Insécurité et tensions intercommunautaires :
Le 14 janvier 2026, à Gidado (département du Donga-Mantung, région du Nord-Ouest), des bergers Mbororo ont été assassinés par des éléments sécessionnistes. Bilan provisoire : 14 morts et 14 blessés graves. La CDHC a dépêché son antenne régionale, qui a relevé un climat de méfiance exacerbée entre communautés, les sécessionnistes accusant les éleveurs de collusion avec les forces de défense, et ceux-ci dénonçant des représailles.


III. Recommandations pour une action urgente et coordonnée

Face à ce tableau alarmant, la CDHC a formulé plusieurs recommandations à l’attention des pouvoirs publics, des institutions, de la société civile et des partenaires techniques.

Enfance :

· Renforcer la présence sécuritaire et la vidéosurveillance près des écoles.
· Appliquer rigoureusement les peines prévues par le code pénal pour les violences sexuelles et les meurtres de mineurs.
· Généraliser les enquêtes de moralité et le contrôle du casier judiciaire pour tout personnel encadrant des enfants.
· Créer un cadre multisectoriel dédié aux droits de l’enfant.

Violences de genre :

· Finaliser et adopter l’avant-projet de loi contre les VBG.
· Digitaliser et simplifier les procédures d’aide sociale.
· Mettre en place des cellules locales gratuites de prise en charge psychologique et juridique.
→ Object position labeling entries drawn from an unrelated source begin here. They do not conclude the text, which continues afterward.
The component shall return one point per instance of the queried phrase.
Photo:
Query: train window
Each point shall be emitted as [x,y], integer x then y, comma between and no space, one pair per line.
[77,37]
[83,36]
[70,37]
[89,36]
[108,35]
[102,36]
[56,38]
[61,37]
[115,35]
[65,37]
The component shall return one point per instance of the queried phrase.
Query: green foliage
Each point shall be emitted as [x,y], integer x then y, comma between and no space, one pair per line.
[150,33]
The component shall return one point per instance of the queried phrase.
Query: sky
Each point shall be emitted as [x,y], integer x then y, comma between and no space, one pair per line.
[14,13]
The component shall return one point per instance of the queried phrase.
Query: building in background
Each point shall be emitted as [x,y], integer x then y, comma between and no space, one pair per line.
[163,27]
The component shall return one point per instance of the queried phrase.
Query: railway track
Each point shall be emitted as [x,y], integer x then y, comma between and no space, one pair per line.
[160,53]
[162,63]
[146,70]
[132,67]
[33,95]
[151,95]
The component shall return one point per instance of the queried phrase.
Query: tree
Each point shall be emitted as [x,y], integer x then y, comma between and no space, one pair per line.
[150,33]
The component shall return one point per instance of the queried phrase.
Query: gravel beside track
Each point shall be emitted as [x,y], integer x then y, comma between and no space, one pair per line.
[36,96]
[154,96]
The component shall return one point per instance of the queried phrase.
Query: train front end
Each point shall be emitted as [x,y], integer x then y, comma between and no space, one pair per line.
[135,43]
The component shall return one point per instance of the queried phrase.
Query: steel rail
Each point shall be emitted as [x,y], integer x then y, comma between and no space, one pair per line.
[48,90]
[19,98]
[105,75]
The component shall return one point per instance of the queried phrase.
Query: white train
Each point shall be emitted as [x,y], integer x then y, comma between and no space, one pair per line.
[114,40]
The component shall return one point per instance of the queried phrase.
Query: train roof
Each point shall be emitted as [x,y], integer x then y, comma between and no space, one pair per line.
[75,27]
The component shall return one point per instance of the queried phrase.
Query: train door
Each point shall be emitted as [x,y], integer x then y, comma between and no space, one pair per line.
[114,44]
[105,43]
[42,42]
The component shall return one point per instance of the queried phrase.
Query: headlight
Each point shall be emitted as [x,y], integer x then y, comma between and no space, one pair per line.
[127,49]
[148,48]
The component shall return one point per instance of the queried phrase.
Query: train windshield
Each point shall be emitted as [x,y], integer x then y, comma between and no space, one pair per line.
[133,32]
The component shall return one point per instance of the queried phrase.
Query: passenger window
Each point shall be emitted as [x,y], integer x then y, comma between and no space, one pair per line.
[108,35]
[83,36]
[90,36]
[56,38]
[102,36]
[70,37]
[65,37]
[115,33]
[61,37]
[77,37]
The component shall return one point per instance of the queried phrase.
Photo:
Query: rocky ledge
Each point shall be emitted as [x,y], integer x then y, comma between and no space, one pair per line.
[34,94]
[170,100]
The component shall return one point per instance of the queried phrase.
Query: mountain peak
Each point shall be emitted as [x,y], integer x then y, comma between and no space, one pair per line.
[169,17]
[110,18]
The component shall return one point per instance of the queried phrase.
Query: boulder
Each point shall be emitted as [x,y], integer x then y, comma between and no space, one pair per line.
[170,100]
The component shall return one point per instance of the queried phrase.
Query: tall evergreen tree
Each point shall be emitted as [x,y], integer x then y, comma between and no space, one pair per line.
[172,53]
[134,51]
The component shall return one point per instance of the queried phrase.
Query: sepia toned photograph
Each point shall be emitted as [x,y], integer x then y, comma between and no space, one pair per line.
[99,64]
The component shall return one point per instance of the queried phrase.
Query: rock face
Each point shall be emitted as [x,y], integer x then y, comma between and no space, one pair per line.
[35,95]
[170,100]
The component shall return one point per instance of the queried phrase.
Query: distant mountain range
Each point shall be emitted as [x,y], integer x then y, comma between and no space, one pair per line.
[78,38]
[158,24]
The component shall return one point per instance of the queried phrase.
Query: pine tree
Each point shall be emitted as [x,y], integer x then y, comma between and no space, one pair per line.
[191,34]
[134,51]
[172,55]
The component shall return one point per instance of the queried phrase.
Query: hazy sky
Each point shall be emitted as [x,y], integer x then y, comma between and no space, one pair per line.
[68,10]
Sécurité et reconstruction :

· Accélérer la sécurisation des chantiers de reconstruction dans les régions du Nord-Ouest, Sud-Ouest et Extrême-Nord.
· Poursuivre une approche globale et inclusive des causes profondes des conflits.
· Améliorer le programme de désarmement, démobilisation et réinsertion des anciens terroristes.
· Faciliter l’accès à l’éducation, à la santé et à l’entrepreneuriat pour les populations vulnérables et déplacées internes.


« Notre rendez-vous avec l’histoire »

En guise d’épilogue, le Président de la CDHC a invité l’assemblée à méditer sur le double anniversaire que célèbre la CADHP : 45 ans d’adoption de la Charte africaine des droits de l’homme et des peuples, et 40 ans de son entrée en vigueur.

« À toutes les époques, il existe des rendez-vous avec l’histoire : des choix décisifs à faire, des combats à mener, des dérives à prévenir et des responsabilités à assumer », a-t-il déclaré. « Mais c’est surtout notre propre rendez-vous avec l’histoire que nous devons garder constamment à l’esprit. Cette fois, c’est à notre génération de faire en sorte que ce rendez-vous ne soit pas manqué. »

Un appel solennel à l’action collective, alors que le Cameroun, malgré des progrès réels, reste confronté à des violences inacceptables qui exigent une réponse immédiate et coordonnée.